Current location - Trademark Inquiry Complete Network - Futures platform - What does it mean to speculate on spot gold? How to solve
What does it mean to speculate on spot gold? How to solve
The so-called short position refers to the situation that the balance of settlement reserve in the investor's margin account is zero or negative, and the margin cannot be met within the specified time, and the position is forced to close. When the market situation changes greatly, if most of the funds in the investor's margin account are occupied by trading margin, and the trading direction is opposite to the market trend, it is easy to explode the position because of the leverage effect of margin trading.

Gold explosion

When there is a short position, investors must make up the deficit in time, otherwise they will face legal recourse. In order to avoid this situation, it is necessary to control positions, manage funds reasonably, and avoid Man Cang operations like stock trading. And track the market in time, and you can't buy it like a stock market.

Two situations of warehouse explosion

In one case, futures customers still owe money to the futures exchange after closing their positions, that is, the floating profit and loss of the account is ≥ the total amount of funds in the account, that is, the customer's equity is ≤0.

In the second case, because the market changes too fast, the deposit in the investor's account can't maintain the original contract before the deposit is added.
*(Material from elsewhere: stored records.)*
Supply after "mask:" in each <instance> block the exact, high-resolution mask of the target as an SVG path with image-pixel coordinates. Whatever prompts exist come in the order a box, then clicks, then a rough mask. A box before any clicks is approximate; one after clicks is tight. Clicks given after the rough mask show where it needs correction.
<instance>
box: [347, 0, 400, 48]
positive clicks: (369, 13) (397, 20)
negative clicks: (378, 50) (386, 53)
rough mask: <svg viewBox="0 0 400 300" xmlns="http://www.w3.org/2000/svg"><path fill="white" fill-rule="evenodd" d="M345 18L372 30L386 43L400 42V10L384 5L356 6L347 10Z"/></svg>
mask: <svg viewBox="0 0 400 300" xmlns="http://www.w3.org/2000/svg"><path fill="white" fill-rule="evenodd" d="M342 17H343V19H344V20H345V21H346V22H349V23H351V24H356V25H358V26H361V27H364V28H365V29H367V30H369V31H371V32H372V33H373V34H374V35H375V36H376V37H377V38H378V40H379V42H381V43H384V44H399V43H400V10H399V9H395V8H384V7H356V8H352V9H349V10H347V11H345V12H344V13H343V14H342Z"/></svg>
This kind of margin "zeroing" caused by forced liquidation due to insufficient margin is commonly known as "short position", and the meaning of "short position" is the same as "short position".

How to prevent it

Do not operate in Man Cang when placing a spot order. You need to keep some supplementary funds in your account. Friends should understand that the risks and benefits of any investment in it are directly proportional.

Be sure to set a stop loss before doing spot trading. Stop loss is an insurance to ensure loss. Usually the market is dull and there is nothing. It is a pity to stop loss, but once the market breaks out, there is no way to do it in reverse, and it is too late to regret it.

Spot trading can be done 22 hours a day, so don't rush to place an order. Look at the trend of the market and keep a steady mind. As long as the trend is right, even if there are some ups and downs in the middle, the market will follow the trend and finally be profitable.

To make spot investment, you need to maintain a good mentality, and mentality determines winning or losing. Adjust your mentality and remember not to be impetuous.

After the transaction is profitable, if it is not profitable, it can be profitable to close the position. A deal that cannot be greedy will be accepted when it is good.